Awal bulan Juni kemarin menjadi tatapan hari kedua memasuki kampus Institut Pertanian Bogor untuk tahap Open House setelah hari sebelumnya berupa tahap registrasi ulang bagi siswa SMA yang lulus SNMPTN jalur undangan. Sekitar tiga ribu mahasiswa baru dengan semangatnya juga yang berbinar mewarnai suasana sekitar Gedung Graha Widya Wisuda sekaligus tempat mereka menerima kuliah umum perdananya dari dosen yang membanggakan, beliau seorang Wakil Menteri Pertanian Indonesia, Bapak Dr. Ir. Bayu Krisnamurthi. Sebenarnya belum pernah terbayangkan akan menerima sambutan pelajaran dan motivasi langsung dari seseorang yang begitu besar andilnya di dunia pertanian Indonesia. Betapa tidak, semua yang disampaikan beliau sangat bermakna, seru, dan menarik untuk disimak dan dicerna. Apalagi di akhir pidatonya, ada suatu tantangan yang menggembirakan mengenai biaya kuliah gratis selama satu tahun untuk mahasiswa TPB.

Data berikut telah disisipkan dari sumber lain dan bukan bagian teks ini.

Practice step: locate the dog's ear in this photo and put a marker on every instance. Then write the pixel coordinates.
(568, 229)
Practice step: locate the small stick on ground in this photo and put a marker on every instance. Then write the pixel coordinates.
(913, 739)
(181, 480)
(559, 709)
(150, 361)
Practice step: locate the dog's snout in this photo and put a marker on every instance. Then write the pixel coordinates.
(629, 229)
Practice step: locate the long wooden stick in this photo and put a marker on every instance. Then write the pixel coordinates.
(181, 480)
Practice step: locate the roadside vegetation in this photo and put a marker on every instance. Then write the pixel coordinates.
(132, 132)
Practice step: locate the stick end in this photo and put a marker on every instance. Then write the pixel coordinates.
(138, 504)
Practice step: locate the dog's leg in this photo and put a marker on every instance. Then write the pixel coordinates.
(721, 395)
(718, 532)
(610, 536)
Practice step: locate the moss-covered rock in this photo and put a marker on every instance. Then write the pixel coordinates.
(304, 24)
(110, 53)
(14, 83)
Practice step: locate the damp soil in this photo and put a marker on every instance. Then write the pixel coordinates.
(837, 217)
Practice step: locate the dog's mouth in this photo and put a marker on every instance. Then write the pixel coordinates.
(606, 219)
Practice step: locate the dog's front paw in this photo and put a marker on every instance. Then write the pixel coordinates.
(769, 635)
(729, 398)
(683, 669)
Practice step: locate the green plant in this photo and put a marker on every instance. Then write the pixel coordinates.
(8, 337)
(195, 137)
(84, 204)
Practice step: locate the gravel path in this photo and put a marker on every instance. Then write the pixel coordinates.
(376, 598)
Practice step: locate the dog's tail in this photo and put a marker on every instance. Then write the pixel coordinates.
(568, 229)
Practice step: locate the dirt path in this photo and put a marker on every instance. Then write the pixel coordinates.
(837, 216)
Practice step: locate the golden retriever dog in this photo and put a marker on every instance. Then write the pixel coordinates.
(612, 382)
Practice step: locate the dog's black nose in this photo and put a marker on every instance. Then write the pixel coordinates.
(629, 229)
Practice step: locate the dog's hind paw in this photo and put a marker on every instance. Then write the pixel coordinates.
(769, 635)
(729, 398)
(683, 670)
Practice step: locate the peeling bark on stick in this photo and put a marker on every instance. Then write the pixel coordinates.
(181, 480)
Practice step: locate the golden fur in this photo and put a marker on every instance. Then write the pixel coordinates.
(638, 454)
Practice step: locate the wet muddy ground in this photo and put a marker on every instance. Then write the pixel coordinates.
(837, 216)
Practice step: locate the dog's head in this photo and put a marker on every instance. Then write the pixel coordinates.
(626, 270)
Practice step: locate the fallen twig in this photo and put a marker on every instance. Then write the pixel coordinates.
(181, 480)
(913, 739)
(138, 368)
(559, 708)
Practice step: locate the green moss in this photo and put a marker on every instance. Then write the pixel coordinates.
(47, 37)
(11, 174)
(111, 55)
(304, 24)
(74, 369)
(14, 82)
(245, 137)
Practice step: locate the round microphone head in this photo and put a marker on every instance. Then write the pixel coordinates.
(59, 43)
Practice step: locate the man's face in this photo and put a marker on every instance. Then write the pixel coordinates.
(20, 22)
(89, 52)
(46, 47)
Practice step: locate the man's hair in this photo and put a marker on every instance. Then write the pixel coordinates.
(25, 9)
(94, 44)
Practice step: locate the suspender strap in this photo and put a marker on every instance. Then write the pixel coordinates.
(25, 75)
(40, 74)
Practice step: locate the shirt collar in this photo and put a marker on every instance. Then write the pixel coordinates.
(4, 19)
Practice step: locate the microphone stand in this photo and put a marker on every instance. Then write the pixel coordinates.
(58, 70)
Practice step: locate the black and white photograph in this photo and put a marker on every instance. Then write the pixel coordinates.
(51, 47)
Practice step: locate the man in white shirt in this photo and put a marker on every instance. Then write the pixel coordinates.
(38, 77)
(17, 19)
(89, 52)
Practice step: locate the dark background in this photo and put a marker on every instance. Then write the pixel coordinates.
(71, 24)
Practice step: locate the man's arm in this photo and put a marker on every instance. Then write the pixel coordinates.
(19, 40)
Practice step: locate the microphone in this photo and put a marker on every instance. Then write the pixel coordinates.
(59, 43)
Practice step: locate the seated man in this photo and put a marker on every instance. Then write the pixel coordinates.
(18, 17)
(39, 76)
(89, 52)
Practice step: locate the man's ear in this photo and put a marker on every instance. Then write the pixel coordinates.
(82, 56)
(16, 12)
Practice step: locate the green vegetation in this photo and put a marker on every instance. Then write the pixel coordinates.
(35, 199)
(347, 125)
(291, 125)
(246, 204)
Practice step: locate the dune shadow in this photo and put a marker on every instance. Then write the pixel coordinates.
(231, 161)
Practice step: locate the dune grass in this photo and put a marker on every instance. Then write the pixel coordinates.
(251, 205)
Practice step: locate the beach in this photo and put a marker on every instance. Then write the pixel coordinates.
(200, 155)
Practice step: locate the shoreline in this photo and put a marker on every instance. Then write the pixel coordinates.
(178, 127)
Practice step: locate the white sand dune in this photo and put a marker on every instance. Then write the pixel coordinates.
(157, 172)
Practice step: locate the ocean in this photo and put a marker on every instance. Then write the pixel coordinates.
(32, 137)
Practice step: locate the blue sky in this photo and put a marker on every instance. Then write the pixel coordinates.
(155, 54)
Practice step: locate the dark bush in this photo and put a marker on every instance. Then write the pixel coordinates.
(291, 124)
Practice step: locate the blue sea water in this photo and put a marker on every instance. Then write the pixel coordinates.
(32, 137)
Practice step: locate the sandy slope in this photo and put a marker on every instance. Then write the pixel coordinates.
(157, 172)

Begitu beruntungnya dapat berkumpul bersama teman-teman lainnya yang berhasil lolos tahap undangan. Namun, ini hanya sebuah kunci. Kunci untuk membuka pintu perjuangan di hari esok. Hal itu patut disadari oleh semua siswa termasuk rekan-rekan yang harus mendapatkan kursi PTN dengan jalan ujian tertulis. Karena perbedaannya, mereka harus mendapatkan kunci pintu perjuangan tersebut dengan materi, tenaga, dan juga pikiran dengan penuh kejujuran.

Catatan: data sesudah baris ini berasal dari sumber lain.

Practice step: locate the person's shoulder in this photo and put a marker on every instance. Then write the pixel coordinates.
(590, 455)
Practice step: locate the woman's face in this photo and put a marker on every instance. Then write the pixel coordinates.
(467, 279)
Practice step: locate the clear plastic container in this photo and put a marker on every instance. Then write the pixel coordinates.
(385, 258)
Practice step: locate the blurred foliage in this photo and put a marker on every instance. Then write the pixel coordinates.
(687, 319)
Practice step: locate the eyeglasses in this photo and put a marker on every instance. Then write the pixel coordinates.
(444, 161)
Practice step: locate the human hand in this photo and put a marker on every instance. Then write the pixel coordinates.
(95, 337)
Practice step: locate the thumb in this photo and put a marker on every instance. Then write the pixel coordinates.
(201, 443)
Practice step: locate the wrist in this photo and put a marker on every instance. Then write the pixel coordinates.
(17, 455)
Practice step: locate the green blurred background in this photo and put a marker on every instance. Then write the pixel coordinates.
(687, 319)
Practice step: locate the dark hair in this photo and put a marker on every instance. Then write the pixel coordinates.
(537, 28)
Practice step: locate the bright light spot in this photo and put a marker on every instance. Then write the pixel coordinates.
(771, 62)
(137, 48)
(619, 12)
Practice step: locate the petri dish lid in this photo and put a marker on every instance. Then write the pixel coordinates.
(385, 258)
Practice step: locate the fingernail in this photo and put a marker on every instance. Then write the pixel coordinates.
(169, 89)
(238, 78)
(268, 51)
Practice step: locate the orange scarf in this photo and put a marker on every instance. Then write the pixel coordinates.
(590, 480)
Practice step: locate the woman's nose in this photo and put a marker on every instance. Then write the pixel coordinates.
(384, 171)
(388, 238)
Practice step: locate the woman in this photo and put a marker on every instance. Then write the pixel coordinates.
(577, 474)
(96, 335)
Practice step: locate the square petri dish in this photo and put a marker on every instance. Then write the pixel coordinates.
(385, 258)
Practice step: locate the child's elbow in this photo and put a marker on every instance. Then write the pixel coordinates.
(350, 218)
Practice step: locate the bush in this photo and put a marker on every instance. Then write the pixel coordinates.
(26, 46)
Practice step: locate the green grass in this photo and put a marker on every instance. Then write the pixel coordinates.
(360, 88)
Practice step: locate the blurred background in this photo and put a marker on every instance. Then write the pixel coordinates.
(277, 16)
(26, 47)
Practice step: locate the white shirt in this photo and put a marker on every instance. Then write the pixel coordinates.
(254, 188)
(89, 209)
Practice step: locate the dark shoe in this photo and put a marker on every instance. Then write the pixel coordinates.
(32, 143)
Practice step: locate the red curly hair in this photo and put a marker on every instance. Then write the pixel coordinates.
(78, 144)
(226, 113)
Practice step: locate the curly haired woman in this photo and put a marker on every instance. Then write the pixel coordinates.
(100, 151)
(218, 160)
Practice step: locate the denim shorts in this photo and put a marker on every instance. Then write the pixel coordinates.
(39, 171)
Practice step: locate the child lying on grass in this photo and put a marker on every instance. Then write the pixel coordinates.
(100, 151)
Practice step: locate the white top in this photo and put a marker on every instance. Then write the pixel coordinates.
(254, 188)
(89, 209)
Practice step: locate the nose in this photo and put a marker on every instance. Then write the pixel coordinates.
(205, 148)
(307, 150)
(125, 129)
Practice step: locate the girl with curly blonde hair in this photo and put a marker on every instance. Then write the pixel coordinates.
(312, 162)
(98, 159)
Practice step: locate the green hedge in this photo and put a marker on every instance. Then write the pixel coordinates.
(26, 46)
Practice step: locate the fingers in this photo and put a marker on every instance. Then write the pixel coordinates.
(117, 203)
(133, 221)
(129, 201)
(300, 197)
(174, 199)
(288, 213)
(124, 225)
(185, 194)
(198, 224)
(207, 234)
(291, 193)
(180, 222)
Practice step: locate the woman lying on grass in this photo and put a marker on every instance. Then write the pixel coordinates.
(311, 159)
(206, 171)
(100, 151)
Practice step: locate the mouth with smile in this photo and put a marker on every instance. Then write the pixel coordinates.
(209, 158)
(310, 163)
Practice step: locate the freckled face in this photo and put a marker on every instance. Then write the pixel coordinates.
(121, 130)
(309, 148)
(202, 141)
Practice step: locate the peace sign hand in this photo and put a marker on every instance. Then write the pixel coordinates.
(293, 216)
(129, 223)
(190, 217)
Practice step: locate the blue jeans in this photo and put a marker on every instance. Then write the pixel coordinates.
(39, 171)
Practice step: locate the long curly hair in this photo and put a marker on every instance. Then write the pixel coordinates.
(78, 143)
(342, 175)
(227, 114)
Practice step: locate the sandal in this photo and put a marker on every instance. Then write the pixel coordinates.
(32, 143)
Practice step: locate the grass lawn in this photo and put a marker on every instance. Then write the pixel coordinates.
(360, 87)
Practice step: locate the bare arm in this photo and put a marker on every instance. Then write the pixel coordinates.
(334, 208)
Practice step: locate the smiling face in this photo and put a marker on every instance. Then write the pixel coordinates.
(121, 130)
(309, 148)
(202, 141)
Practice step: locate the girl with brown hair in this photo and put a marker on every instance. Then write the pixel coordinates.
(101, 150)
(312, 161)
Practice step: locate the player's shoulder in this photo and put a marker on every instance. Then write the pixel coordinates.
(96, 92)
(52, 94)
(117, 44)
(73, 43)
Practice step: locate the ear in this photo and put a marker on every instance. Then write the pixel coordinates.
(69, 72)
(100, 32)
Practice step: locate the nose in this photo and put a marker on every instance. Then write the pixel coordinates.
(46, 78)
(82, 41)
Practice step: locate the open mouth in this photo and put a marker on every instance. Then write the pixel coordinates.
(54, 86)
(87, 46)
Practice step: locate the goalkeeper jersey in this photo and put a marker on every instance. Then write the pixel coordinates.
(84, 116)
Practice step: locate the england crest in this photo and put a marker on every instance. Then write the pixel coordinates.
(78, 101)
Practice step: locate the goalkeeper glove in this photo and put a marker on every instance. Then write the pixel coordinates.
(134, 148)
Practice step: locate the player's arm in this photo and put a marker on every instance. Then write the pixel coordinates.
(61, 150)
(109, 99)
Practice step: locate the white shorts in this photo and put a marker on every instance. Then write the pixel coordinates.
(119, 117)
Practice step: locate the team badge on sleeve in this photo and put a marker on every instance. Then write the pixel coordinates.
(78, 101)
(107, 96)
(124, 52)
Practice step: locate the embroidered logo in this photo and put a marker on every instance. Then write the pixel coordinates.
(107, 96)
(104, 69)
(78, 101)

Berakar dari sebuah impian, keinginan, dan juga mimpi yang sebenarnya, semua menyangkut IPB. Begitu dekat dan hangatnya nama IPB, bukan karena dorongan siapapun ataupun rumor yang tidak jelas kebenarannya. Impian masa kecil sekaligus cita-cita menjadi sosok yang mengenal juga menguasai teknologi tetapi tetap bisa bertani dan berbakti pada lingkungan sudah di depan mata. Tahap pembekalan diri dimulai sejak duabelas tahun silam hingga masa akhir SMA dihadapkan dengan pilihan berat, kemana dan bagaimana harus melanjutkan sekolah. Secara mengejutkan, pemerintah memberikan kemudahan bagi lulusan SMA tahun 2011 dengan sistem SNMPTN Undangan. Banyak pihak merasa diuntungkan dengan sistem seperti itu, baik dari pihak guru maupun para siswa berprestasi di satuan pendidikannya masing-masing.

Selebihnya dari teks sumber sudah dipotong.